The next day we saw the nurse-practitioner at the pediatrician's office who ran some basic blood tests, listened to him (yes, his lungs still sounded clear!) and sent us home with instructions to call if anything changed.  That night, after putting the boys to bed I was doing some grocery shopping when I got a call from the pediatricians' office to inform me that I should take Nathanael to the emergency room immediately.  It turns out that his white blood count (WBC on a lab report) was around 30,000 (normal is something like 5,000 to 15,000 or so), which indicated the presence of a bacterial infection.  I was, of course, reluctant to wake a sleeping baby to take him to the hospital.  After all, why not wait until he wakes on his own and take him in the next morning?  However, the nurse-practitioner was quite persuasive.  (She didn't actually say she would call CPS if we didn't go in, but that's the impression I got from her tone.)  My thought was that if he had been fine all week, what difference would 8-10 more hours make, so I finished getting my groceries, went home, and started packing a bag of clothes for us.  (Up to this point Nathanael had not gone to the ER without being admitted inpatient in well over a year, so I figured the two of us would be staying for at least 2 days.)  Brad decided that if we could get a friend to stay at our house for a few hours he would go with us, which was a welcome relief, since I have done so much of our hospital time on my own.

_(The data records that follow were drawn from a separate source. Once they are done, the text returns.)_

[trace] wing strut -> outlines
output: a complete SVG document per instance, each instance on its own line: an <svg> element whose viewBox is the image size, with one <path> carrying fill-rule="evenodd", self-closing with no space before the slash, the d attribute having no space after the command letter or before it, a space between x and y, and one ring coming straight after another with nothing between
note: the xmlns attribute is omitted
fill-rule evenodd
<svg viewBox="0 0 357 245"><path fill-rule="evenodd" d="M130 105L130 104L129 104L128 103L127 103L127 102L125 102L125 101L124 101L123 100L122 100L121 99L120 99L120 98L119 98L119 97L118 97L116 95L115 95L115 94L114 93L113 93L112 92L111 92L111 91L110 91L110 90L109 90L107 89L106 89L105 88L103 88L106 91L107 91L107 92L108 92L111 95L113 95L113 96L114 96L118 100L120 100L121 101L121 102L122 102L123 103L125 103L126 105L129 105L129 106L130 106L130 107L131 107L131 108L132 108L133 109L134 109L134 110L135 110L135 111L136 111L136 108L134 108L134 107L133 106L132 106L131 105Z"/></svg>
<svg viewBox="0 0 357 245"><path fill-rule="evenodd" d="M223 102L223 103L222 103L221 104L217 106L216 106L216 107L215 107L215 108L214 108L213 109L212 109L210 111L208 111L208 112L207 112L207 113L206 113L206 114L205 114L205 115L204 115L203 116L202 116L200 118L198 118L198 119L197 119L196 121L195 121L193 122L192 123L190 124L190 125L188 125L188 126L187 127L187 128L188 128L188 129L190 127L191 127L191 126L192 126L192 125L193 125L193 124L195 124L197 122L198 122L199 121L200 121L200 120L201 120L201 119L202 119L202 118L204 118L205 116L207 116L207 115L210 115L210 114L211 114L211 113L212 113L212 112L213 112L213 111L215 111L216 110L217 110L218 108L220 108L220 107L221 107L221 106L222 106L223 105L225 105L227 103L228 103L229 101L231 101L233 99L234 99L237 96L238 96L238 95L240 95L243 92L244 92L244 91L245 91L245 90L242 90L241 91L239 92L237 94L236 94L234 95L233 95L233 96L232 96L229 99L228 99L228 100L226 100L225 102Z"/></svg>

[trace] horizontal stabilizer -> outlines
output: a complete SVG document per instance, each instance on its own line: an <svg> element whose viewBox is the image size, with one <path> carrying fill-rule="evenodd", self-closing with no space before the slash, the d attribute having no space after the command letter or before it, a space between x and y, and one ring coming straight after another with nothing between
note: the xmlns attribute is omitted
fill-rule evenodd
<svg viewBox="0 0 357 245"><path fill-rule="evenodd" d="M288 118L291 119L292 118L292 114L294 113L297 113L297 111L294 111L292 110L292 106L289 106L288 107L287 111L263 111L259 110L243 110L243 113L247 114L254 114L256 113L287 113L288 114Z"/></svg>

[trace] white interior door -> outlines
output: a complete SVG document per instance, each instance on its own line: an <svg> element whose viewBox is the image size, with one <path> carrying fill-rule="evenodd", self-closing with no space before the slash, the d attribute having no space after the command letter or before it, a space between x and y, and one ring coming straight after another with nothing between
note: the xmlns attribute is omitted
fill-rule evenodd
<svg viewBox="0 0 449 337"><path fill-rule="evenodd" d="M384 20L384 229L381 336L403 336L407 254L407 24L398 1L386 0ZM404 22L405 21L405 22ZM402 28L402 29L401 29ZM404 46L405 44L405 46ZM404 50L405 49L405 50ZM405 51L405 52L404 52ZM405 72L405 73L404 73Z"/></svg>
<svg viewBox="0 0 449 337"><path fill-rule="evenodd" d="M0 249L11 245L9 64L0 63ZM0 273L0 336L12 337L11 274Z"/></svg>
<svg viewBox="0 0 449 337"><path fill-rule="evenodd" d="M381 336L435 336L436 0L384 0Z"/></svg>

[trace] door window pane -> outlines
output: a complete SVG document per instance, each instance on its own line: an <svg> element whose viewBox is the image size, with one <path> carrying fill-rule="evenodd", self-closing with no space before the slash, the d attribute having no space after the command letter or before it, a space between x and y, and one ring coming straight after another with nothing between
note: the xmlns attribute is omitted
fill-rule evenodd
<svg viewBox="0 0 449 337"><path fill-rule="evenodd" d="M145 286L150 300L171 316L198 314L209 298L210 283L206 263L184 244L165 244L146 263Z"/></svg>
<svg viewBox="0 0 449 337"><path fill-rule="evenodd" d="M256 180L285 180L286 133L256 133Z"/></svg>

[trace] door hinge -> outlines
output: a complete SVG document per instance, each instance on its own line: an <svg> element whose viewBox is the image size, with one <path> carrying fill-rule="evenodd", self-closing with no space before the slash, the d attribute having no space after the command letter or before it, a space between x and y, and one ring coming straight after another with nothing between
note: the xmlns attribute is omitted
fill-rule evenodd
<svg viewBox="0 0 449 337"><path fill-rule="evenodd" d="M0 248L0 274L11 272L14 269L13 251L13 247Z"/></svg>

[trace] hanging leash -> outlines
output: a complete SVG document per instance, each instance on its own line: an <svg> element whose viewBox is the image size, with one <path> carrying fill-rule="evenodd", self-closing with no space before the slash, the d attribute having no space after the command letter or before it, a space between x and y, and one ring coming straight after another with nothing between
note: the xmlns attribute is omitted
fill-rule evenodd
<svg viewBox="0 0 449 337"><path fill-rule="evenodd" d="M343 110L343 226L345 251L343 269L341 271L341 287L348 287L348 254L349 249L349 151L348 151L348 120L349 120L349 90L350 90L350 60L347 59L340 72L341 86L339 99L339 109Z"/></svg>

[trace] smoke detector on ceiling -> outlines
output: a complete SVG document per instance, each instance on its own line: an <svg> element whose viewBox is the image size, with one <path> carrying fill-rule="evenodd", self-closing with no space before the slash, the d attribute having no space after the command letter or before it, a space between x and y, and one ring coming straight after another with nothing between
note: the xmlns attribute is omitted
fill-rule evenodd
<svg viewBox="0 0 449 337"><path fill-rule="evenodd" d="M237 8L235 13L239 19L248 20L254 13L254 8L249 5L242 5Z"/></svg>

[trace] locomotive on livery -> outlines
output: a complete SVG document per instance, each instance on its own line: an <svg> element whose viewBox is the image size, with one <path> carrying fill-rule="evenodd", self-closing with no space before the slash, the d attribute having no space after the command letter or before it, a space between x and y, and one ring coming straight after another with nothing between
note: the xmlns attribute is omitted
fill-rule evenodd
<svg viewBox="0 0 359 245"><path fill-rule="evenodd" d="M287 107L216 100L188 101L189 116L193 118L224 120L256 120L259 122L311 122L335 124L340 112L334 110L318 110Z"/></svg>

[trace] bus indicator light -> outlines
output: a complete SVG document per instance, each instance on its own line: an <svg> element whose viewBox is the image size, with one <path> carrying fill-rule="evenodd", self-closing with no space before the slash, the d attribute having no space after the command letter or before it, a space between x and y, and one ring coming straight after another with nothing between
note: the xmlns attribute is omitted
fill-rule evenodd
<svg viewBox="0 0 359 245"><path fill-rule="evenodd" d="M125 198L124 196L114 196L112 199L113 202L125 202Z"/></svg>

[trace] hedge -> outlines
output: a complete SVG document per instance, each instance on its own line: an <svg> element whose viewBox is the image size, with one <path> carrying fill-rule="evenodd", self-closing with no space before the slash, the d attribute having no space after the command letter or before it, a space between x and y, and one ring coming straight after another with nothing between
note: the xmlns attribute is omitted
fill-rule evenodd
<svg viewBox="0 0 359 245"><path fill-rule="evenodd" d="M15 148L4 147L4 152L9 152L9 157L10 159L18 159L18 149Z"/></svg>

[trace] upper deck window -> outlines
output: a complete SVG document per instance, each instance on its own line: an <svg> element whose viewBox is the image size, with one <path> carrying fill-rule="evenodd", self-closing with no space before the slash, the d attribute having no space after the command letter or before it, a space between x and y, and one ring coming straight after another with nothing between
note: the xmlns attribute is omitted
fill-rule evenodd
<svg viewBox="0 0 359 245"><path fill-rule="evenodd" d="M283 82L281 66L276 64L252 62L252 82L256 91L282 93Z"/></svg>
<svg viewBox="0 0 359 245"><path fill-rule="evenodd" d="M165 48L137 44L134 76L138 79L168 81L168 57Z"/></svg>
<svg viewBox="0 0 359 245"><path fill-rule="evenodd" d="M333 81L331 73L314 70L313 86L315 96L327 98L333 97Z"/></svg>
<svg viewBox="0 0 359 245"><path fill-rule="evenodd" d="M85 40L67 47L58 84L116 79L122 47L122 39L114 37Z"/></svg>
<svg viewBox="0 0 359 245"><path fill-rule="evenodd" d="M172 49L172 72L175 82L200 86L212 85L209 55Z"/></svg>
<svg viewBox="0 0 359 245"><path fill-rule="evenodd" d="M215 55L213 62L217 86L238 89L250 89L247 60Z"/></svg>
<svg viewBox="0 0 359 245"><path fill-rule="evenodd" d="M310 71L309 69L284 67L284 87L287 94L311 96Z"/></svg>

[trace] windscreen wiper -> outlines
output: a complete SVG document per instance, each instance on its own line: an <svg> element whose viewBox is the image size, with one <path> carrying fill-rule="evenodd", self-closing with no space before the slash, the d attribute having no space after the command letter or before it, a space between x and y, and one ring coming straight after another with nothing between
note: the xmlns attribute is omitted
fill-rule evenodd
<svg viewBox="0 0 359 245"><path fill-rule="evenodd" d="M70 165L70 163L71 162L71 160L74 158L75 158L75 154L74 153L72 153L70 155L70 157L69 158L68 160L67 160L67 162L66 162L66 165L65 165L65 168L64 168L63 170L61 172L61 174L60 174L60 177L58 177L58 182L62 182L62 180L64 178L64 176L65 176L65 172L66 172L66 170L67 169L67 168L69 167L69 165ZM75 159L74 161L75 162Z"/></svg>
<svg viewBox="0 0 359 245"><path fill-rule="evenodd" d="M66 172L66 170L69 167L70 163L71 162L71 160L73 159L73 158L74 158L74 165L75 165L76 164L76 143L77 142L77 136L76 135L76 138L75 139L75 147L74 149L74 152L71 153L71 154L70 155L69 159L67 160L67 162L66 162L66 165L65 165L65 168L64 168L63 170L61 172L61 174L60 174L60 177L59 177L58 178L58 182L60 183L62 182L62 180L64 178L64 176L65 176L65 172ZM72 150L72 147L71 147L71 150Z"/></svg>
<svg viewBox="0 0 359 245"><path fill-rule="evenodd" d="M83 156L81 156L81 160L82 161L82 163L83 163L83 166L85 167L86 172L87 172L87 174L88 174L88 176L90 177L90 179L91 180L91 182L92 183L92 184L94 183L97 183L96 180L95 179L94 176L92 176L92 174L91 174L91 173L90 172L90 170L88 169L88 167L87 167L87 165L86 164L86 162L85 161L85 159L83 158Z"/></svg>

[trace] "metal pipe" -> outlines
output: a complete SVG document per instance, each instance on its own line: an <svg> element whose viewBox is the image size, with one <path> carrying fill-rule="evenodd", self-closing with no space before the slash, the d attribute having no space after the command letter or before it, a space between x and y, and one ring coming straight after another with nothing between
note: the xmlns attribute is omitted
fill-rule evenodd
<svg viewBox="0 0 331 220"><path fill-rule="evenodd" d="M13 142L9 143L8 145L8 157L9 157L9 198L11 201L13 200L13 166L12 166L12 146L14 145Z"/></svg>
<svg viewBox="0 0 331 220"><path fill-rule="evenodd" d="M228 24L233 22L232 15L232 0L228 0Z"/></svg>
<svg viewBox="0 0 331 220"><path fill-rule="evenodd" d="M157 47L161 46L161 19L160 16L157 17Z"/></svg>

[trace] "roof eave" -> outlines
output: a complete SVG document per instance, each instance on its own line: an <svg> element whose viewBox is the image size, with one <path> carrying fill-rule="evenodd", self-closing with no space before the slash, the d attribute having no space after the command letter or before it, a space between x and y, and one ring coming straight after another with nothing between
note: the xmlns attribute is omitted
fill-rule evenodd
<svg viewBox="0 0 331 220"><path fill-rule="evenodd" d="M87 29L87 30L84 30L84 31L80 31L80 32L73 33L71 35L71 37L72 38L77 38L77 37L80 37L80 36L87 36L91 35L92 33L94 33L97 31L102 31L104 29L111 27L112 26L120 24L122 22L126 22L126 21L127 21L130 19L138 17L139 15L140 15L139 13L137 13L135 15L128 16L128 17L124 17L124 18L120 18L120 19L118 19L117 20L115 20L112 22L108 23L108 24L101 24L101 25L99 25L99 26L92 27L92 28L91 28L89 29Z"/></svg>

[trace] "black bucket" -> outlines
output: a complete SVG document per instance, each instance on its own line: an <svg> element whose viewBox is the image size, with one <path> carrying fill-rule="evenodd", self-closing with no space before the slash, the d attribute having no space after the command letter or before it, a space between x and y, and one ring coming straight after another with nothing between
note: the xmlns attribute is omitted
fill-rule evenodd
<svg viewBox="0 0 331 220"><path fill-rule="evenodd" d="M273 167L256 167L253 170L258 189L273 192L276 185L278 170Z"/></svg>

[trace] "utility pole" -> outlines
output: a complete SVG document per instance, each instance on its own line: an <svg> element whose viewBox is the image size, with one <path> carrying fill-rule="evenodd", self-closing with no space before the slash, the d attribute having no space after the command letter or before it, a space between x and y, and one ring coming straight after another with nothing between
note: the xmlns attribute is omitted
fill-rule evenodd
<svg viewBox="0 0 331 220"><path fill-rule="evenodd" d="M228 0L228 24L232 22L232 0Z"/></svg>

Around 10pm the three of us got in the car and drove over to the Legacy branch of Children's Medical Center.  We met the doctor, who told us that the tests they would do included basic labs (CBC, chem panel, LFTs, renal panel) as well as blood and urine cultures and a chest x-ray.  We already had the negative strep test, but if we didn't find anything the next step was a lumbar puncture (spinal tap).  We've done that one before, and I REALLY didn't want to have it done again.  But if it came to that we would have to do it to rule out meningitis.

Praise God that with a repeat CBC (which confirmed that the high white count earlier had not been a fluke) and a chest x-ray our doctor was able to diagnose Nathanael with bacterial pneumonia.  Of course, he still had to have a catheter inserted to collect urine (be thankful if you've never had that done!), so that wasn't pleasant, but it's MUCH less stressful than a lumbar puncture!  So once they figured it out they prescribed a broad-spectrum long-acting antibiotic (rocefin), gave him some IV fluids, and told us we could go home!  By this time it was around 3am, and neither of us had gotten much sleep (I think Nathanael slept for maybe an hour after 10pm), so we were exhausted.  I was so sure that they were going to admit us, that I had sent Brad home to relieve our friend around midnight, so Nathanael and I were stranded with no car, and were about to be discharged!  I sent text messages and called Brad to wake him, and this time, since our friend had gone home, he had to wake Jamison as well.  By 4am or so we were all in the car driving home.  What a night!  We were able to stay home that day, but got a call that our immunologist that she wanted to see him first thing in the morning (so much for our trip to the zoo with friends!) for a check-up and another dose of rocefin prior to starting his 10-day course of oral antibiotics. 

The next week we saw the pediatrician for another check-up.  He gave us some Florastor to help prevent stomach/GI irritation (so thankful there were NO problems at all!) from the antibiotics, and offered more ideas for immune support.  Nathanael had now not had a fever since that first dose of rocefin, and he just continued to improve all week.  We are SO THANKFUL that he did so well!  God really protected him, considering that he could have been MUCH more and sick and miserable.  His recovery really seemed effortless...what a blessing!

So thank you for your prayers for our little guy's immune system!  God has graciously blessed us in so many ways in the midst of this, including the fact that it has now been almost A YEAR since the last time Nathanael and I were admitted to the hospital!  :)  For a long time I wondered when I would ever be able to say that, and I am so grateful that I can now!